I was under the impression that combiners are just like reducers that act on the local map task, That is it aggregates the results of individual Map task in order to reduce the network bandwidth for output transfer.
And from reading Hadoop- The definitive guide 3rd edition
, my understanding seems correct.
From chapter 2 (page 34)
Combiner Functions Many MapReduce jobs are limited by the bandwidth available on the cluster, so it pays to minimize the data transferred between map and reduce tasks. Hadoop allows the user to specify a combiner function to be run on the map output—the combiner func- tion’s output forms the input to the reduce function. Since the combiner function is an optimization, Hadoop does not provide a guarantee of how many times it will call it for a particular map output record, if at all. In other words, calling the combiner function zero, one, or many times should produce the same output from the reducer.

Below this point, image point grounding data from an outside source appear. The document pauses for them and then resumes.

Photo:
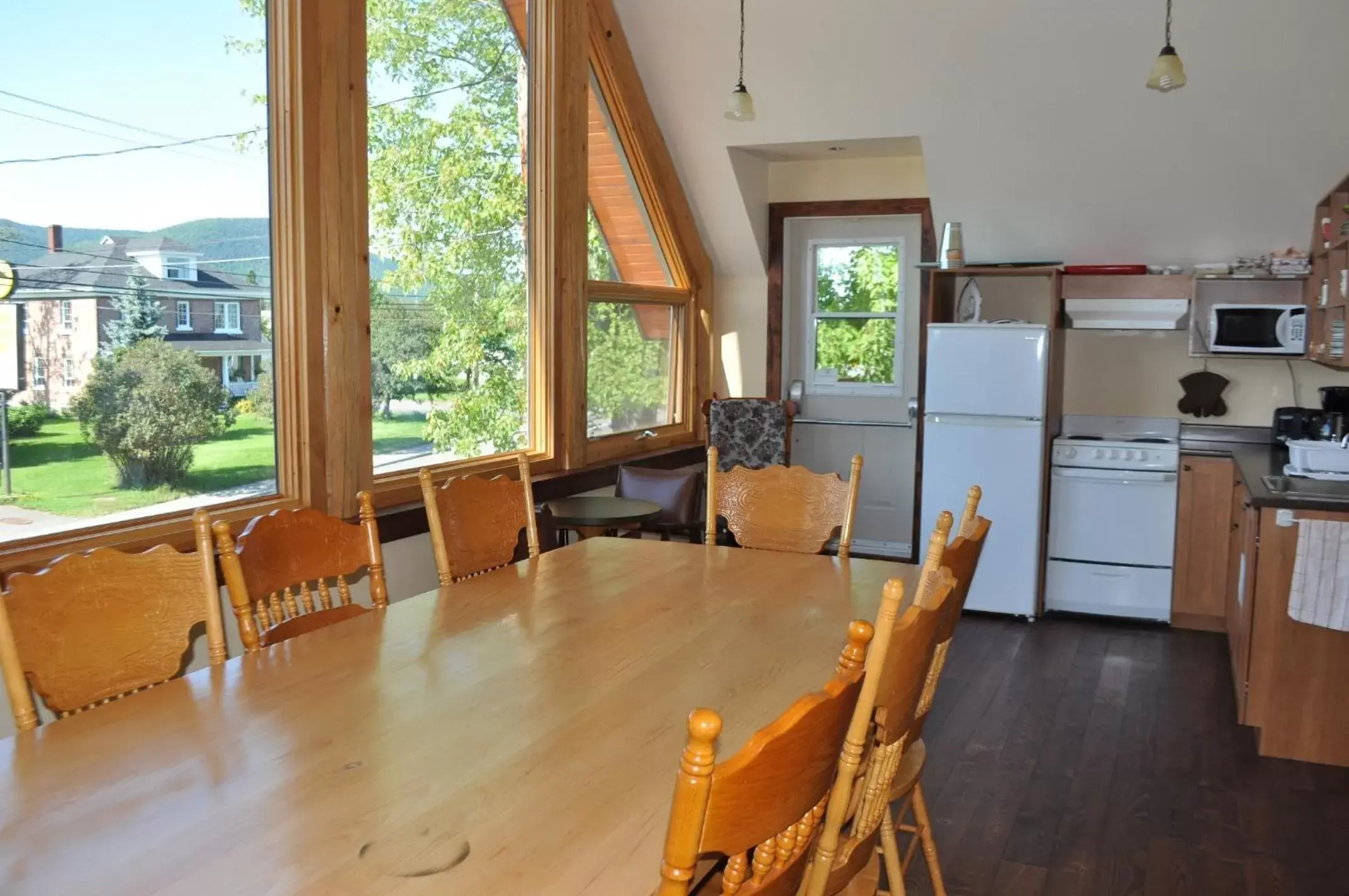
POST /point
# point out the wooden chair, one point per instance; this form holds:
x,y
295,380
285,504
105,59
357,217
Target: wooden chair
x,y
475,523
751,432
100,625
896,668
962,559
783,508
285,551
761,807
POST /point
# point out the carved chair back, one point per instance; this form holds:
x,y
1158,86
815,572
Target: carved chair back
x,y
783,508
270,567
962,559
95,627
761,807
475,523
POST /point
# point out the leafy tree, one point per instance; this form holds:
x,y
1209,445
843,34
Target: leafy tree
x,y
401,335
858,280
146,406
628,374
138,318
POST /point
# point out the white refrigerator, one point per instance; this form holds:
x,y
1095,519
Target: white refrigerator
x,y
984,424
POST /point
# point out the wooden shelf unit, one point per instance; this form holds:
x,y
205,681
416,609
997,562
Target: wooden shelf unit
x,y
1326,292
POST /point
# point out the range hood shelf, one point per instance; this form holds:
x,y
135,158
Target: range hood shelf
x,y
1126,313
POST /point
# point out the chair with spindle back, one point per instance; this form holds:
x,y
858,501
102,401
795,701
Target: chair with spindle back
x,y
761,807
896,668
270,566
962,559
783,508
475,523
101,625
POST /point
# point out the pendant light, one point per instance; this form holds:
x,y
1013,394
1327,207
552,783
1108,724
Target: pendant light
x,y
1167,72
739,107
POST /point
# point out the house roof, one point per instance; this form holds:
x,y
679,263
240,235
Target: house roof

So I tried the following on the wordcount problem:
job.setMapperClass(mapperClass);
job.setCombinerClass(reduceClass);
job.setNumReduceTasks(0);
Here is the counters:
14/07/18 10:40:15 INFO mapred.JobClient: Counters: 10
14/07/18 10:40:15 INFO mapred.JobClient: File System Counters
14/07/18 10:40:15 INFO mapred.JobClient: FILE: Number of bytes read=293
14/07/18 10:40:15 INFO mapred.JobClient: FILE: Number of bytes written=75964
14/07/18 10:40:15 INFO mapred.JobClient: FILE: Number of read operations=0
14/07/18 10:40:15 INFO mapred.JobClient: FILE: Number of large read operations=0
14/07/18 10:40:15 INFO mapred.JobClient: FILE: Number of write operations=0
14/07/18 10:40:15 INFO mapred.JobClient: Map-Reduce Framework
14/07/18 10:40:15 INFO mapred.JobClient: Map input records=7
14/07/18 10:40:15 INFO mapred.JobClient: Map output records=16
14/07/18 10:40:15 INFO mapred.JobClient: Input split bytes=125
14/07/18 10:40:15 INFO mapred.JobClient: Spilled Records=0
14/07/18 10:40:15 INFO mapred.JobClient: Total committed heap usage (bytes)=85000192
and here is part-m-00000
:
hello 1
world 1
Hadoop 1
programming 1
mapreduce 1
wordcount 1
lets 1
see 1
if 1
this 1
works 1
12345678 1
hello 1
world 1
mapreduce 1
wordcount 1
so clearly no combiner is applied. I understand that Hadoop does not guarantee if a combiner will be called at all. But when I turn on the reduce phase, the combiner gets called.
WHY IS THIS BEHAVIOR?
Now when I read chapter 6 (page 208) on how MapReduce works
. I see this paragraph described in the Reduce side
.
The map outputs are copied to the reduce task JVM’s memory if they are small enough (the buffer’s size is controlled by mapred.job.shuffle.input.buffer.percent, which specifies the proportion of the heap to use for this purpose); otherwise, they are copied to disk. When the in-memory buffer reaches a threshold size (controlled by mapred.job.shuffle.merge.percent), or reaches a threshold number of map outputs (mapred.inmem.merge.threshold), it is merged and spilled to disk. If a combiner is specified it will be run during the merge to reduce the amount of data written to disk.
My inferences from this paragraph are : 1) Combiner is ALSO run during the reduce phase.